• [Critique] Mes vrais enfants

    [Critique] Mes vrais enfants 

    Prix James Tiptree Jr. 2014

    Et toi, quelle est ton histoire ?
    Un adage commun veut que notre vie soit faites de choix, petits ou grands. A ces carrefours, notre existence peut bifurquer dans une direction ou dans une autre. Nous connaissons tous un de ces instants décisifs qui, s'il n'avait pas été le même aurait certainement chambouler une bonne partie de notre histoire.
    Pour Patricia Cowan, une jeune anglaise qui grandit dans la première moitié du XXème siècle, les choses semblent toutes tracées. Au crépuscule de sa vie, Patricia se souvient pourtant difficilement de sa propre histoire. C'est bien normal puisque la jeune femme d'Oxford est devenue une vieille dame atteinte de sénilité. Elle oublie chaque jour un peu plus. A-t-elle eu trois ou quatre enfants ? A-t-elle aimé un homme ou une femme ? A-t-elle été à Florence ou à Majorque ? La confusion ronge les souvenirs de Patricia. 
    A moins que...

    A moins que Patricia n'ait eu l'occasion de vivre deux existences bien distinctes lorsqu'elle a répondu à la demande en mariage de Mark, son amour de jeunesse. Maintenant ou jamais ? Et si la vieille dame confuse pouvait en réalité se souvenir de ces deux vies parallèles ? Alors tout peut recommencer. Et Patricia se souvient. 
    Honoré par le prix James Tiptree Jr., Mes vrais enfants est la nouvelle traduction signée par l'excellente Florence Dolisi aux éditions Denoël dans la fameuse collection Lunes D'encre. Après le fantastique Morwenna et la trilogie du Subtil Changement, l'anglaise revient en France pour une nouvelle uchronie...mais une uchronie bien particulière. Alors que la plupart des œuvres du genre prennent pour point de divergence un fait historique (Et si les forces de l'Axe avait gagné la Guerre par exemple), Mes vrais enfants tente autre chose de plus ambitieux et de bien plus délicat. Mes vrais enfants s'essaie à l'uchronie intimiste.

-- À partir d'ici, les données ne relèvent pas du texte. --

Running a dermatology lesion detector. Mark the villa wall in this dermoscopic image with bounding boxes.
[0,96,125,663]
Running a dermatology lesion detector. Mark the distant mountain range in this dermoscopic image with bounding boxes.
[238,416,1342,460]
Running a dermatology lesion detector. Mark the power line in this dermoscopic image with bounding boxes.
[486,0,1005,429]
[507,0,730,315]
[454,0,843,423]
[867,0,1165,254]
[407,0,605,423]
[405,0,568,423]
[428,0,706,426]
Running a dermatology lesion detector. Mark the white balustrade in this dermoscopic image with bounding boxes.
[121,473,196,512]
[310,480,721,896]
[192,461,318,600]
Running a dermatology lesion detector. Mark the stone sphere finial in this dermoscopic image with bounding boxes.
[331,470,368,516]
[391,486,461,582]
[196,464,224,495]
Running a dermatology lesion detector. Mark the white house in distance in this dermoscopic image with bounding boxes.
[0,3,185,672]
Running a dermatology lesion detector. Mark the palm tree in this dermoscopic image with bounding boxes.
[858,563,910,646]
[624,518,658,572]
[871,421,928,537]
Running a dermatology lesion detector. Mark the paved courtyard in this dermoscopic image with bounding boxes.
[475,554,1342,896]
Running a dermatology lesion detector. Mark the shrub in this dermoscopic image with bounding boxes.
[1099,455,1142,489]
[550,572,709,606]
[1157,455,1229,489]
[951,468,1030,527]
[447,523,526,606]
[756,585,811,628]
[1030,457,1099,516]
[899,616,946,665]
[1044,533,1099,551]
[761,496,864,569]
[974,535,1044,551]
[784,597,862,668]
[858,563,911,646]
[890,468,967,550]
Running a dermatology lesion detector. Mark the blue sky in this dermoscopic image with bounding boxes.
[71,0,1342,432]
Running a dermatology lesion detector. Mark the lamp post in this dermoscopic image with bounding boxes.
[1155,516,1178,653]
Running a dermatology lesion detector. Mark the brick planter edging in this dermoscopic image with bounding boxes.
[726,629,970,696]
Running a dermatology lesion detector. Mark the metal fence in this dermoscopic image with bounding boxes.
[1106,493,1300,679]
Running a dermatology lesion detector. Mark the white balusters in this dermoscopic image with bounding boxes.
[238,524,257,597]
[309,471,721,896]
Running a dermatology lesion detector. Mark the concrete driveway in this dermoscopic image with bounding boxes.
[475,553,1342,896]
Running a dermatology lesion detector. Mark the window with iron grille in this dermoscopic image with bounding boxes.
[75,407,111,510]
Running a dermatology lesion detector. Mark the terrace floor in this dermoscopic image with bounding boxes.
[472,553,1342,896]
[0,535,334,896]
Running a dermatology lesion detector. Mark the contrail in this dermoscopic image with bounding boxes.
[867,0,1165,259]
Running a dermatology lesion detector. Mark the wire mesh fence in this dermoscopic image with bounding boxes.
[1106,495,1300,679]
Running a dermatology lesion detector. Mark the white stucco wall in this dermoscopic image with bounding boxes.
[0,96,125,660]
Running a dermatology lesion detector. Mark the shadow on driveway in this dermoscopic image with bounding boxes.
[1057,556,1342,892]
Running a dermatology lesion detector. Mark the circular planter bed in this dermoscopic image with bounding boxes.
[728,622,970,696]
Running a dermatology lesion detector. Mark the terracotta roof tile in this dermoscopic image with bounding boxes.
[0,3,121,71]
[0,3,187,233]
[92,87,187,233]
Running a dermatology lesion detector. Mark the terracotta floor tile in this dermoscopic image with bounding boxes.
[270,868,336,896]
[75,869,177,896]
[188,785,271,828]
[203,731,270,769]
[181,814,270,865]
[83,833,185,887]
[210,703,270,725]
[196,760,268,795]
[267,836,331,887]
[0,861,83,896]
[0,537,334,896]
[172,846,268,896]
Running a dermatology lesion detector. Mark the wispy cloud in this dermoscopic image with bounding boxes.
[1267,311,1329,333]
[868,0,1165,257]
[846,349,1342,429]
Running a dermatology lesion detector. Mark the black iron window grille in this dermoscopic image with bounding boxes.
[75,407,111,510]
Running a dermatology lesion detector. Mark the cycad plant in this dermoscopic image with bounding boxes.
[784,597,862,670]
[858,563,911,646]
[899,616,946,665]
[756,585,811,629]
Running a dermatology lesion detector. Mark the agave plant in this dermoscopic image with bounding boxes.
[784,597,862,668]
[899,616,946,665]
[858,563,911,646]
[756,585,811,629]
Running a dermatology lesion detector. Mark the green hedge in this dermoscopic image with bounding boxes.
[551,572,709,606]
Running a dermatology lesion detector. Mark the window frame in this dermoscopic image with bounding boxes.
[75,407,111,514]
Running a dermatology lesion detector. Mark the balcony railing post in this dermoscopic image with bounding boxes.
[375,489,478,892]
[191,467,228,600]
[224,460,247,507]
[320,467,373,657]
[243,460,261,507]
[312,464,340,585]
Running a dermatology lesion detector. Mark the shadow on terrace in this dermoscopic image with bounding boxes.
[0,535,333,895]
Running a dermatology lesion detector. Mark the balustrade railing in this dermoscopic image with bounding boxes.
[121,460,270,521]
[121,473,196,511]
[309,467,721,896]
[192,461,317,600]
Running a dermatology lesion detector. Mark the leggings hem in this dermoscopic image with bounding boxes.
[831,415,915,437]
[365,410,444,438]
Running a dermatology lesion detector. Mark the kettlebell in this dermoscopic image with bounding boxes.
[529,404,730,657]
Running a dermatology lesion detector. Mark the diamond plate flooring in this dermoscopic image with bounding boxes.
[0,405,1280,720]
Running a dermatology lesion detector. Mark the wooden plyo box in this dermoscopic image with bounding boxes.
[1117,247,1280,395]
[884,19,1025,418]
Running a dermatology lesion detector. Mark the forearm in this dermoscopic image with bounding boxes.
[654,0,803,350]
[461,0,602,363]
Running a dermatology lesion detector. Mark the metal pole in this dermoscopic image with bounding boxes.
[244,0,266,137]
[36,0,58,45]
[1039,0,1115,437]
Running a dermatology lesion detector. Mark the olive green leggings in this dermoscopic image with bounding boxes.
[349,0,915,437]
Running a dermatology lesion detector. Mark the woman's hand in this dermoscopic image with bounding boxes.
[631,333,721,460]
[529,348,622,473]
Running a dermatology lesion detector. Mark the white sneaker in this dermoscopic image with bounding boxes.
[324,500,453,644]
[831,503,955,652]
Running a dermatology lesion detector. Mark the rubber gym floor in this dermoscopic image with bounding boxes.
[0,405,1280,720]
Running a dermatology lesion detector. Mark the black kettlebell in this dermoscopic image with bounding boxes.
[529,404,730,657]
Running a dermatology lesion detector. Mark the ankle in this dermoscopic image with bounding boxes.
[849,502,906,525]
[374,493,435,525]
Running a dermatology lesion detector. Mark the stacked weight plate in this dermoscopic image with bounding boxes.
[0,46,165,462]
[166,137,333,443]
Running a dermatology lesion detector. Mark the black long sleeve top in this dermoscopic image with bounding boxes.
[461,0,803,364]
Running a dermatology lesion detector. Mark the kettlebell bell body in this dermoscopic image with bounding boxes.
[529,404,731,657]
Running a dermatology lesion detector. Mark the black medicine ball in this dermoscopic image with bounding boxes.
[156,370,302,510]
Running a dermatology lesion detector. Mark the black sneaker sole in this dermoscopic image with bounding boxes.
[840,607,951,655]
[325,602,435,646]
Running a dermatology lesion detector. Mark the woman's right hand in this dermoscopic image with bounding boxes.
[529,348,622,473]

    Jo Walton commence donc son récit de façon tout à fait linéaire en nous narrant la jeunesse de Patricia, une enfant anglaise issue d'un milieu modeste et à l'éducation très conventionnelle. Avec cette première partie, Walton dresse le portrait d'une jeune fille aussi gentille qu'intelligente, qui rêve tant que l'espoir déborde des pages pour éclabousser le lecteur. A l'instar de Morwenna, le roman de la britannique s'appuie en très grande partie sur la description minutieuse de son héroïne, Patricia, sur sa personnalité, ses aspirations, son caractère, ses peines et ses joies. Et comme pour Morwenna...la réussite est totale dès les premiers chapitres. L'une des plus grandes forces de Jo Walton réside dans sa façon tout à fait extraordinaire de faire pénétrer le lecteur dans l'espace réduit d'une existence qui n'a pourtant, au départ, rien d'extraordinaire. Seulement voilà, l'écrivaine fourmille d’idées pour rendre son héroïne inoubliable. A commencer par la faire évoluer à travers les âges au sein d'une société britannique tour à tour rétrograde, archaïque, progressiste puis libertaire. Ce n'est pas seulement Patricia qui change mais également son monde, et l'on ne sait pas bien qui fait évoluer l'autre. C'est précisément à partir de là que le roman devient grandiose.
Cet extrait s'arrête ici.